Lesson by lesson, library visit by library visit, Veronica began to believe her. 

And at Lighthouse Guild, her education wasn’t only academic. With vision rehabilitation training, she re-learned everyday life — how to cook safely, how to move confidently with a cane, how to navigate the world without sight. Adaptive technology gave her access to a computer again. “I’m gradually getting where I need to be,” she said. “They lifted me up in every area.” 

Gradually, something more powerful than knowledge returned: pride. 

She passed Social Studies. Then Math. Then English Language Arts. 

And then came the last exam — Science — the one she feared most. When the phone rang and Gabriella told her the news, Veronica could barely speak: she hadn’t just passed Science — it was her highest score. 

“It was ecstatic,” she said. “A dream come true.” 

She called her children. They were silent at first — stunned — and then full of joy. “You did it, Mom! You did it!” they told her. The same children she had worked tirelessly to help were now celebrating her achievement.  

At 61 years old, Veronica earned her High School Equivalency diploma. 

And she isn’t stopping. She’s enrolling in college next.

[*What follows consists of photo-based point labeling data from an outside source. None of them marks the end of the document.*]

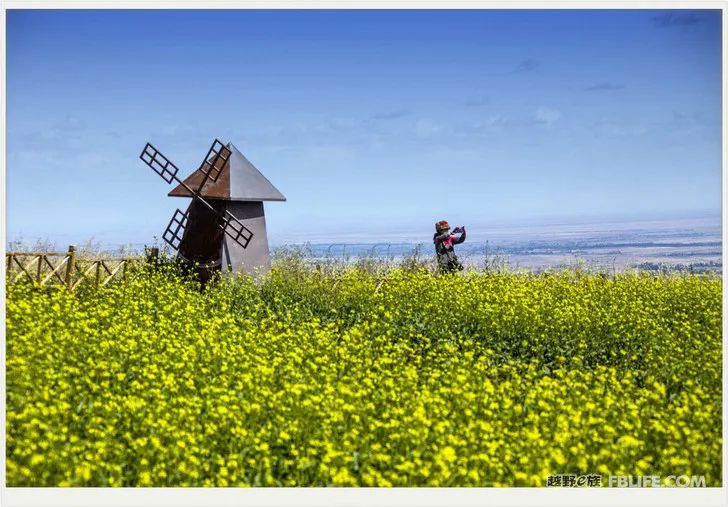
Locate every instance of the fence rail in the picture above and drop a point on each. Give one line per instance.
(65, 268)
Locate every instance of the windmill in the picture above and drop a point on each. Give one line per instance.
(224, 226)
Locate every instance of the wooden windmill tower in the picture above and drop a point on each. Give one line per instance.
(224, 225)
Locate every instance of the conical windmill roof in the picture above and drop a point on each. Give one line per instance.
(239, 180)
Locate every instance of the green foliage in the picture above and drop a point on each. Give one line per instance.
(344, 376)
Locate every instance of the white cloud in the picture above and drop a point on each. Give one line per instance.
(547, 116)
(426, 128)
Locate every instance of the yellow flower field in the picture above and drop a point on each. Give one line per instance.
(482, 379)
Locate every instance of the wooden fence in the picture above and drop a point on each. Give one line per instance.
(65, 269)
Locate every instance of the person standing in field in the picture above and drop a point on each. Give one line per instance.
(447, 261)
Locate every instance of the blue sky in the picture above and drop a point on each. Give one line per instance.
(374, 124)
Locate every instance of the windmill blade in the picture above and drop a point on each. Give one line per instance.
(216, 158)
(175, 230)
(159, 163)
(235, 229)
(213, 163)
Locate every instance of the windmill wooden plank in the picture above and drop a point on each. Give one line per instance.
(224, 226)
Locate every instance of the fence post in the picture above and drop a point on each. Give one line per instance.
(71, 256)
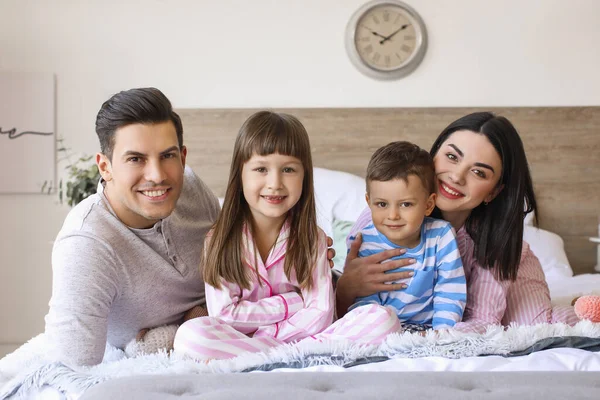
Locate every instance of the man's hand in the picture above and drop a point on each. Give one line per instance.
(195, 312)
(330, 251)
(365, 276)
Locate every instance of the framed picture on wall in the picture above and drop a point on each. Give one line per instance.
(27, 132)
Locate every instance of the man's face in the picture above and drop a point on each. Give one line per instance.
(145, 177)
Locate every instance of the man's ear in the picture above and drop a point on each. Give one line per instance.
(430, 204)
(104, 166)
(183, 155)
(493, 193)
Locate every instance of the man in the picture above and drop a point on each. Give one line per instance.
(127, 257)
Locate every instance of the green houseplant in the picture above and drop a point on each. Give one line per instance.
(82, 177)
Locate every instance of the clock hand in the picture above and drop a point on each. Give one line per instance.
(386, 38)
(373, 32)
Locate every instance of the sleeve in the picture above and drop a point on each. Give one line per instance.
(246, 316)
(528, 301)
(486, 300)
(319, 305)
(84, 286)
(363, 301)
(450, 288)
(228, 304)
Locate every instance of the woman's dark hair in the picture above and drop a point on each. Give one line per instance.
(497, 228)
(134, 106)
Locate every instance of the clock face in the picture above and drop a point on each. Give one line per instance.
(386, 39)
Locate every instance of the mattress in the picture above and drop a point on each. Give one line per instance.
(354, 386)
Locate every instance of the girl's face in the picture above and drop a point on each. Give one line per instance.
(468, 169)
(272, 185)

She wants to become a counselor — someone who can help others through the darkness she fought her way out of. 

To anyone who feels stuck where she once was, she says: “Do not allow life to knock you down and stay down. Never allow the grass to grow under you. Keep moving ahead.” 

Veronica’s journey is not just about a diploma. It’s about reclaiming possibility. It’s about a mother who crossed an ocean to give her children an education — and discovered it was never too late to claim her own.